离他最近的女演员笑了笑,怪声怪气地说:“陆总您不知道,安苒姐人比较清冷,又是大明星,从来不敬酒。”
“是吗?”陆屿白轻挑了下眉梢,似笑非笑,“安苒,过来。”
所有人的目光齐刷刷看过去,一副等着看好戏的模样。
安苒微蹙了下眉。
她不明白为什么陆屿白突然在这么多人面前这么做,但想起以往抗拒他的后果,终是起身走了过去。
只剩半步距离时,陆屿白突然伸手搂住安苒的腰,揽着人坐在了腿上。
而后就将倒满的酒杯递到了她面前。
“喝。”
安苒抿了抿唇,语气平淡:“我酒精过敏。”
陆屿白眸色一暗,手在她腰间狠狠捏了把:“我不想再说第二遍。”
他语气中的危险再清晰不过。
安苒沉默了片刻,到底还是接过酒杯,仰头一饮而尽。
见状,同行的女演员彼此交换了个讥讽的眼神。
娱乐圈里美人如云,但安苒却是其中更为惹眼的存在。
那一双狐狸眼的尾端点缀着一颗泪痣,不笑时清冷疏离,笑时能直接将人的魂儿给勾走。
只是她素来高冷,再有权有势的人都劝不了她一杯酒。
但今天,还不是乖乖顺从了陆屿白?
冰冷的酒液顺着食道滑下,没一会儿,安苒就觉得浑身难受。
她眼前有些恍惚,下意识地抓紧了陆屿白的衣袖,露出求助的眼神。
陆屿白明白她的意思,却故意压低声音道:“想我怎么做?说出来。”
安苒疼得只剩气音。
“……求你。”
陆屿白勾了勾唇角,起身便将人打横抱起往外走。
导演傻了眼:“陆总,您……”
“我还有事,你们随意。
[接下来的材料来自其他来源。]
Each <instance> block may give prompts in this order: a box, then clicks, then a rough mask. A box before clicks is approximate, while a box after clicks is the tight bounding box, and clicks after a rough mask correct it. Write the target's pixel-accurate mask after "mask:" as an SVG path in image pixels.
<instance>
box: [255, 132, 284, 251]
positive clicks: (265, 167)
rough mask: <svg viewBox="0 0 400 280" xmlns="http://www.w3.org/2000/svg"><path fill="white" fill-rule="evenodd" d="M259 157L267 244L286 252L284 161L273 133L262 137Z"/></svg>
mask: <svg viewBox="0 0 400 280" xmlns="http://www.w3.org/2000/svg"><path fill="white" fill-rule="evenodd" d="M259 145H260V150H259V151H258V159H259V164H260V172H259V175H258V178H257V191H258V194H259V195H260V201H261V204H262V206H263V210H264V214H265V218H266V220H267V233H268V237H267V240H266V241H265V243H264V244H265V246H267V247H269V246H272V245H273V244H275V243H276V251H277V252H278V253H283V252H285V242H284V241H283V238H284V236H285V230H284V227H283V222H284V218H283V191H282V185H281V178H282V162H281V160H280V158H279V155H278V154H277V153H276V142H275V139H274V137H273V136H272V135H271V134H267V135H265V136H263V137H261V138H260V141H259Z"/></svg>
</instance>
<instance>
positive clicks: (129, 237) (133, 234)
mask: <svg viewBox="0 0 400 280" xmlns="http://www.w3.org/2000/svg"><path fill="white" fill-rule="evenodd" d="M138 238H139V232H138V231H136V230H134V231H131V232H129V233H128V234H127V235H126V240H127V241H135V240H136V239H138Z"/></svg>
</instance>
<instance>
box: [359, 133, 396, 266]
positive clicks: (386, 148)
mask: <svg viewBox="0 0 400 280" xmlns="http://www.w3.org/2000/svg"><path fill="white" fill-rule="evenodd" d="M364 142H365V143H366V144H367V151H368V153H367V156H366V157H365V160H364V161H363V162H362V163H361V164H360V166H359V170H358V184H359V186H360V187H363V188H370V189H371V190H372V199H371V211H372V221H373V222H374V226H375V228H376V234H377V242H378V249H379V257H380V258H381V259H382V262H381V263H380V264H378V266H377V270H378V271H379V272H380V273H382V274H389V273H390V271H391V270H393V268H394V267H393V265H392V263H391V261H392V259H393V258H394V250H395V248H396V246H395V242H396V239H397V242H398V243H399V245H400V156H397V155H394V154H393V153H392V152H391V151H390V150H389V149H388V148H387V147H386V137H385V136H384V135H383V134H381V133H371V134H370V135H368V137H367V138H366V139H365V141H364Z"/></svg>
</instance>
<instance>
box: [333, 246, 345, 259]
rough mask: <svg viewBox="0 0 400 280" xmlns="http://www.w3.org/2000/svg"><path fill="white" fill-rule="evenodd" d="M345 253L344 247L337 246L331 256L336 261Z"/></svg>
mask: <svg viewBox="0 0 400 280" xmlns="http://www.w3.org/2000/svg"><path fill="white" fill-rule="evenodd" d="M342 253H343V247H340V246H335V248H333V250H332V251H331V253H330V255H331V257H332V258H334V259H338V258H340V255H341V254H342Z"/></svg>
”陆屿白丢下句话,头也不回地离开。
坐电梯到达顶层,他一脚踹开门,将人丢在了床上。
陆屿白一边扯开领带,一边翻出抗过敏的药塞进她嘴里。
居高临下地打量着蜷缩成一团,浑身泛红的她,语气轻佻讥讽。
“清冷?他们怕是没见过你这幅模样!”
安苒痛得说不出话,直到药效发作,她的双眼才慢慢恢复清明。
想到之前在包厢里的一切,她忍不住开口:
“陆屿白……”
话未说完,陆屿白俯身而来,直接咬住她的脖颈。
安苒吃痛,却不敢推开。
陆屿白一向这样,容不得别人说一个不字。
就像今晚,明知她酒精过敏,却偏要自己喝了再给药。
呼吸交错间,陆屿白的手机突然响起。
他不耐烦地瞥了眼,开了免提丢在一边:“有事?”
发小沈浥的声音从听筒传出:“屿白,听说你今晚把安苒带走了?怎么,不怕你金屋里的那位美人知道了吃醋?”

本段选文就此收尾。